= Congressional Hearing Health Caucus =

Caucus of the United States Congress

The Congressional Hearing Health Caucus, a caucus of the United States Congress, was created in 2001 in cooperation with the National Campaign for Hearing Health, a public education and advocacy project run by the Deafness Research Foundation (now called the Hearing Health Foundation.) The focus of the Congressional Hearing Health Caucus includes several aims that promote hearing health and encourage universal newborn hearing health screenings for all Americans. Those most at risk for hearing-related concerns are newborns, infants, and the elderly, particularly if such issues are left undetected. Therefore, a primary goal of the Congressional Hearing Health Caucus is to see that auditory abilities of all Americans are screened, including universal hearing screening for newborns. One of the co-founders and co-chairmen of the Caucus was former Congress Member James T. Walsh (R-NY). The Director of the National Campaign for Hearing Health at the time of launch of the CHHC, was Elizabeth Thorp, who had herself been born with unilateral deafness not discovered until she was eight years old.
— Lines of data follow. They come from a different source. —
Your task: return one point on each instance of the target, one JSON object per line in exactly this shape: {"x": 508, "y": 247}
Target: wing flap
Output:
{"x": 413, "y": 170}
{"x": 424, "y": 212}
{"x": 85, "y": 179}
Current co-chairs of the Committee are David McKinley (R-WV) and Mike Thompson (D-CA).

==Background==
Walsh and other Congress members recognized the need for hearing screenings for everyone, but particularly for newborns and infants, as well as individuals who were aging, including American veterans.

==Related activities==

In association with his leadership activities of the Caucus, Walsh promoted passage of an act that guaranteed hearing screenings for newborns and infants. The Newborn and Infant Screening and Intervention Program Act was authored and sponsored, mainly, by Walsh in 1999. On March 11, 2009, the act was renamed as the James T. Walsh Universal Newborn Hearing Screening Program, and was identified within 42 United States Code 280g-1. The Act is for "the early detection, diagnosis, and treatment regarding hearing loss in newborns and infants," and includes several provisions so that these endeavors may be accomplished.

Additionally, in 1991, Walsh sponsored and introduced the Hearing Loss Testing Act.